On Feb 4, 2008, at 1:42 PM, Alan Gates wrote:
Charlie Groves wrote:
On Jan 18, 2008, at 11:45 AM, Alan Gates wrote:
Our thinking of how to provide field metadata (name and
eventually types) for pig queries was to allow several options:
1) AS in the LOAD, as you can currently do for names.
2) using an outside metadata service, where we would tell it
the file name and it would tell us the metadata.
3) Support self describing data formats such as JSON.
You're suggestion for a very simple schema provided in the first
line of the file falls under category 3. The trick here is that
we need to be able to read that metadata about the fields at
parse time (because we'd like to be able to do type checking and
such). So in addition to the load function itself needing to
examine the tuples, we need a way for the load function to read
just enough of the file to tell the front end (on the client box,
not on the map-reduce backend) the schema. Maybe the best way to
implement this is to have an interface that the load function
would implement that lets the parser know that the load function
can discover the metadata for it, and then the parser could call
that load function before proceeding to type checking.
We're also interested in being able to tell the load function the
fields needed in the query. Even if you don't have field per
file storage (aka columnar storage) it's useful to be able to
immediately project out fields you know the query won't care
about, as you can avoid translation costs and memory storage.
It's not clear to me that we need another interface to implement
this. We could just add a method "void neededColumns(Schema s)"
to PigLoader. As a post parsing step the parser would then visit
the plan, as you suggest, and submit a schema to the PigLoader
function. It would be up to the specific loader implementation
to decide whether to make use of the provided schema or not.

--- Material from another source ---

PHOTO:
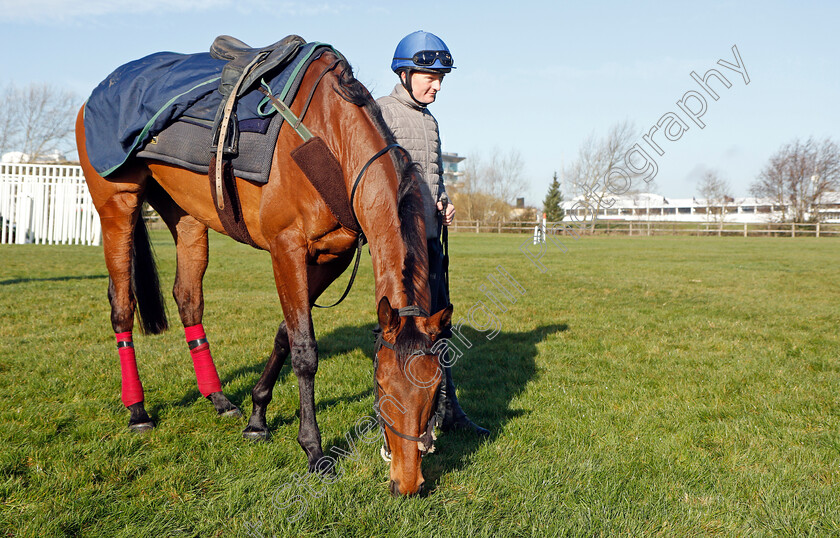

I don't see the use for the first new function in addition to the
second. If a schema is required by the query, the loader must be
able to produce data matching that schema. If the loader can
figure out an internal schema, it can make that check that you
describe in function 1 in addition to structuring its data
correctly as in function 2. If it can't determine its internal
schema until it loads data, then it can do neither and we have to
wait until runtime to see if it succeeds. What about making the
call "Schema neededColumns(Schema s) throws IOException"? The
returned Schema is the actual Schema that will be loaded which
must be a superset of the incoming Schema. If the loader is
unable to create the needed schema, an IOException is thrown.
I'm not sure I understand what you're proposing. I was trying to
say that we need two separate things from the load function:
1) A way to discover the schema of the data at parse time for type
checking and query correctness checking (e.g. the user asked for
field 5, is there a field 5?) This is needed for metadata option
3, where the metadata is described by the data (as in JSON) or
where the metadata is located in a file associated with the data.
We want to detect these kinds of errors before we submit to the
backend (i.e. Hadoop) so that we can give the earliest possible
error feedback.
2) A way to indicate to the load function the schema it needs to
load, as a way to support columnar storage schemes (such as you
propose) or pushing projection down into the load.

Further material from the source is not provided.